DOL's "Persuader Activity" Rule Stopped
Author: Michael Cardman, XpertHR Legal Editor
November 18, 2016
A new rule from the US Department of Labor (DOL) that would have expanded an employer's obligation under the Labor Management Reporting and Disclosure Act (LMRDA) to report persuader activity - activity engaged in to directly or indirectly persuade employees concerning their rights to organize and collectively bargain - appears to be on its last legs.
The US District Court for the Northern District of Texas on November 16 issued an injunction to permanently prevent the DOL from implementing the new rule.
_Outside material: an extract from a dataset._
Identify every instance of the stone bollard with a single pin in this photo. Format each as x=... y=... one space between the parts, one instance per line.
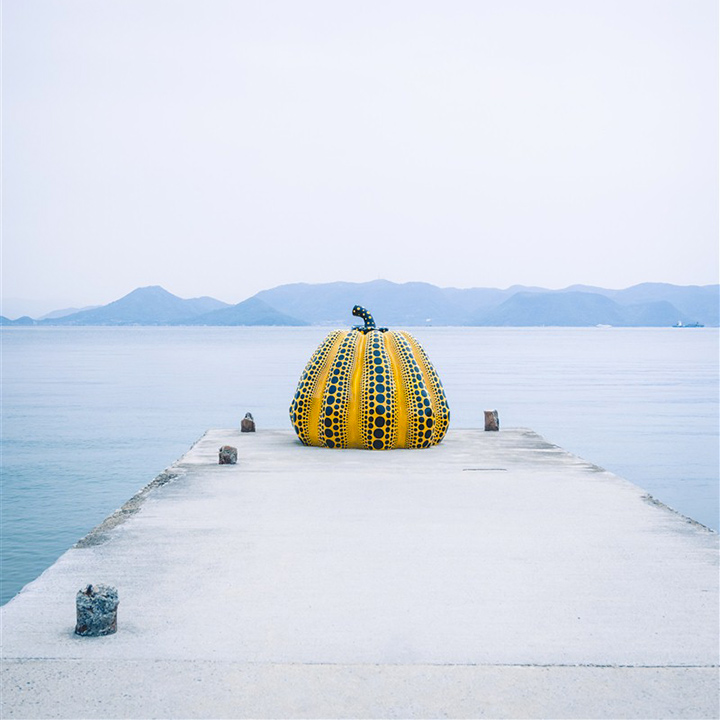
x=228 y=455
x=96 y=611
x=492 y=421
Several pro-employer groups, led by the National Federation of Independent Business, had filed a lawsuit against the DOL earlier this year seeking to overturn the rule. In June, the court agreed to temporarily halt implementation of the rule because, it said, the plaintiffs were likely to succeed in their lawsuit on the grounds that the DOL exceeded its authority in issuing the final rule.
The DOL appealed that temporary order to the 5th US Circuit Court of Appeals. But it remains to be seen whether the agency will appeal the more recent, permanent injunction now that Donald Trump has been elected president.
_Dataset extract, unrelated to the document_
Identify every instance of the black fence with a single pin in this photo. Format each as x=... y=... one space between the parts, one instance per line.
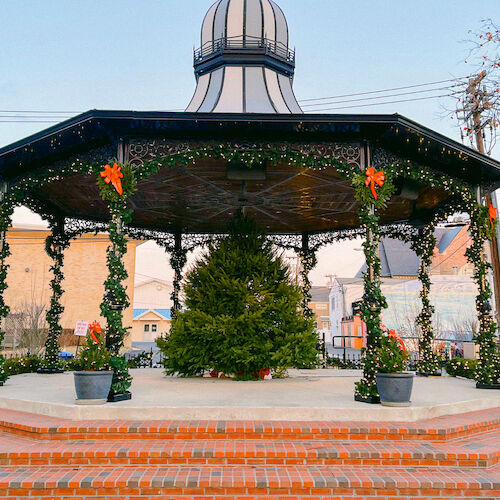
x=145 y=359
The LMRDA already requires disclosure but, historically, it has applied only narrowly to direct contact by attorneys or labor consultants with employees to persuade them not to unionize or collectively bargain. Under the advice exemption, the LMRDA has not applied to attorneys or consultants providing legal advice to employers about their federal labor law rights and duties, if the employer could freely accept or reject the advice and the attorney did not communicate directly with employees.
The new rule, however, would have required employers, attorneys and other labor consultants to electronically file reports with the DOL disclosing indirect persuader activity as well as direct activity.